# Letters on pen



## Neededwill (Feb 23, 2013)

So I am a beginner and I would like to make a pen with a letter on it. Almost like an inlay or engraving. So I wanted to have a letter g and thought about drilling the shape and filling with colored glue then turning. Or trying to cut afterwards then fill. So why not ask if anyone knows how to do it.


----------



## Steve Busey (Feb 23, 2013)

Randall, the best thing to do is experiment with what you have.

Am not sure how drilling would work, but some folks around here have done some terrific work with scrollsaws. Also, if you know anybody with a laser engraver, that opens some options to you as well.


----------



## Neededwill (Feb 23, 2013)

I will probably try my hand with a dremmil.
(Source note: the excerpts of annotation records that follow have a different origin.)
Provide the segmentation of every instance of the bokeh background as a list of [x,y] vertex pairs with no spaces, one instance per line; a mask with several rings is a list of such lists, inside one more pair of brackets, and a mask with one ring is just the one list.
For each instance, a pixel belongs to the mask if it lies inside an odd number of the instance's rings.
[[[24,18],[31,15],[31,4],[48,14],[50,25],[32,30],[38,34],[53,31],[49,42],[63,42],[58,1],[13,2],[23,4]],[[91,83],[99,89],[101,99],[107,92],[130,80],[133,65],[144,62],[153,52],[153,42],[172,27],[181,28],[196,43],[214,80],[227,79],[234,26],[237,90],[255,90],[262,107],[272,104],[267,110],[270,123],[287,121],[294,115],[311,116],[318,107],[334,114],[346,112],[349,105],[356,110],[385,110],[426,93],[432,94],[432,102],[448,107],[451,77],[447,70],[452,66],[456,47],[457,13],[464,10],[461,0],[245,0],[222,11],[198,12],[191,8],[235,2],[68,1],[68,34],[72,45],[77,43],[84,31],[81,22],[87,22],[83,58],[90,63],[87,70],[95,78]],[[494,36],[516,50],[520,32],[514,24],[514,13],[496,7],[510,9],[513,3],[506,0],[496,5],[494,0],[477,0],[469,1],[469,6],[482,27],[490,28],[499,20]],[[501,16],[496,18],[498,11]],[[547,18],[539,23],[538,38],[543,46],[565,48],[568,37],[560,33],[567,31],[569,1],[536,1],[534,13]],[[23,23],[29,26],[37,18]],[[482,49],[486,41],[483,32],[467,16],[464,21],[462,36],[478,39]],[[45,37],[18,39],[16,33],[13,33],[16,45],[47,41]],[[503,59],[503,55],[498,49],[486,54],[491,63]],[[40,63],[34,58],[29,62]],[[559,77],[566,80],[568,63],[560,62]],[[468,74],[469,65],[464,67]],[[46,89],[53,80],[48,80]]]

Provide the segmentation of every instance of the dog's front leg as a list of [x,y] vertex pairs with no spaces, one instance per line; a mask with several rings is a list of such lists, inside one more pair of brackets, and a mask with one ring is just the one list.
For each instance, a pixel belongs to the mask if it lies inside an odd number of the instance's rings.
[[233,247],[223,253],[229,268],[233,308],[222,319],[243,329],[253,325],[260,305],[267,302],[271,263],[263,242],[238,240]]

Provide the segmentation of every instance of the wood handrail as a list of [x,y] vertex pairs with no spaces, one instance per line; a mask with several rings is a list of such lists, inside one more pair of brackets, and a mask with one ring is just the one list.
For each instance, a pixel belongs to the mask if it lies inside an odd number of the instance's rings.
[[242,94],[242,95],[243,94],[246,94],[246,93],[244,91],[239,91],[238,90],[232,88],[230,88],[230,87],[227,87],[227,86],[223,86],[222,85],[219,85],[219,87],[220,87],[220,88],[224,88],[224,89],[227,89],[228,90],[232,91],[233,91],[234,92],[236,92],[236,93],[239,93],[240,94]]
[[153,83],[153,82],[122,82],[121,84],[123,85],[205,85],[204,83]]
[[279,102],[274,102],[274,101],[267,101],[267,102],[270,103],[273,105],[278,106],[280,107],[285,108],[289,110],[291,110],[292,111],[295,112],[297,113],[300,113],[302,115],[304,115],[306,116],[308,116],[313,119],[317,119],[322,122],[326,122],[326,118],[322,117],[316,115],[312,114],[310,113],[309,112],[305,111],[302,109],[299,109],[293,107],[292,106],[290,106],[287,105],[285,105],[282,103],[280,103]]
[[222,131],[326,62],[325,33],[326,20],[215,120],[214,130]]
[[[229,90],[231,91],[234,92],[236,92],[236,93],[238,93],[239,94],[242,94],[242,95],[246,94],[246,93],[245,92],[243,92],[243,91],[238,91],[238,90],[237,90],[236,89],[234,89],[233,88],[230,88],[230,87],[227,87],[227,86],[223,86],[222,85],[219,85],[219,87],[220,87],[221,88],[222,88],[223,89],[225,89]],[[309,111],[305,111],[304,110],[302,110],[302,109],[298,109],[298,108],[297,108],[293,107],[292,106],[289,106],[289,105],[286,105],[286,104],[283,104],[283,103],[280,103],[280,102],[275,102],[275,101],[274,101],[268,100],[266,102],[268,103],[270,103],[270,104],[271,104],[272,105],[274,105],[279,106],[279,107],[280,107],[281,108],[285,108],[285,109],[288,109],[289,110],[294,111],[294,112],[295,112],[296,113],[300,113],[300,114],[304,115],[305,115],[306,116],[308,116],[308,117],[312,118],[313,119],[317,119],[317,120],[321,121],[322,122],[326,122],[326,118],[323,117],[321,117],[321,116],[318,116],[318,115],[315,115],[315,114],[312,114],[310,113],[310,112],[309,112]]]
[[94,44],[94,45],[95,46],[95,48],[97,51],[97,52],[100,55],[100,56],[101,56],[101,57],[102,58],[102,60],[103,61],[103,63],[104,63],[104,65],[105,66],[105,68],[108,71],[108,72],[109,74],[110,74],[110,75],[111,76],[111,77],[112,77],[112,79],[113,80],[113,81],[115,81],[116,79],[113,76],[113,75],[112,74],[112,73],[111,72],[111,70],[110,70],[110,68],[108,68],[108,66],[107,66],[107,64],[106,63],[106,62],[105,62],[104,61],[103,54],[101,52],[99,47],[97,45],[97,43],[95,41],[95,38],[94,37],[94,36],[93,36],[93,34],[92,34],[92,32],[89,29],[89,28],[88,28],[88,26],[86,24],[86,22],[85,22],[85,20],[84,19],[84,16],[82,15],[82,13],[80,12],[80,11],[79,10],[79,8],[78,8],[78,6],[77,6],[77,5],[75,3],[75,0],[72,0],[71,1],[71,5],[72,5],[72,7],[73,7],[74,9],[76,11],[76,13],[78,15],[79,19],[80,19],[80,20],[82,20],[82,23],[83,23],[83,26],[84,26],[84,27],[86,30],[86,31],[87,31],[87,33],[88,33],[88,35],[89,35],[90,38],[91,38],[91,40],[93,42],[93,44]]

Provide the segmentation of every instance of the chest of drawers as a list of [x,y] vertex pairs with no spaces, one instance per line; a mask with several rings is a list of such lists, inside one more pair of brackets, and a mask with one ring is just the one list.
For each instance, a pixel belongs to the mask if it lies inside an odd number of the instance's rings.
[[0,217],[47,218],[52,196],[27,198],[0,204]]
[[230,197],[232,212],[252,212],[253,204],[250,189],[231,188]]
Just wanted to see what all the experts had to say.


----------



## mrcook4570 (Feb 23, 2013)

Depending on the desired outcome, I take two slightly different approaches.  If I want just an engraving, then I turn, finish, and assemble the pen as usual.  Then, I engrave the letter, name, logo, photo, etc. into the pen.  Virtually any color fill can be added and the finished product will have the desired text permanently laser engraved into the the pen.

If I want an inlay (i.e. final product with a smooth surface), then I rough turn the barrel to approximately 1/8" oversize.  Next, I will engrave the text, image, logo, etc.  Then I will fill that engraving with a contrasting material such as embossing powder, inlace, crushed stone, colored epoxy, another wood, etc.  I return to the lathe and turn the barrel to final dimension, sand, apply the finish, and assemble the pen. This will result in a smooth surface with the image in a contrasting material.


----------



## Jgrden (Feb 24, 2013)

Here is an idea. I wanted to "brand" my wooden pens with lower case initials. I took a nail with a large head and long stem and filed my initials into the top. Needs to be in reverse, I found out the non-thinking ahead way, and you can then heat it with a small butane gizmo and burn the initials into the wood where ever you want.


----------



## Pjohnson (Feb 24, 2013)

Jgrden said:


> Here is an idea. I wanted to "brand" my wooden pens with lower case initials. I took a nail with a large head and long stem and filed my initials into the top. Needs to be in reverse, I found out the non-thinking ahead way, and you can then heat it with a small butane gizmo and burn the initials into the wood where ever you want.



This sounds interesting. Do you have a pic of the results that you can share, please?


----------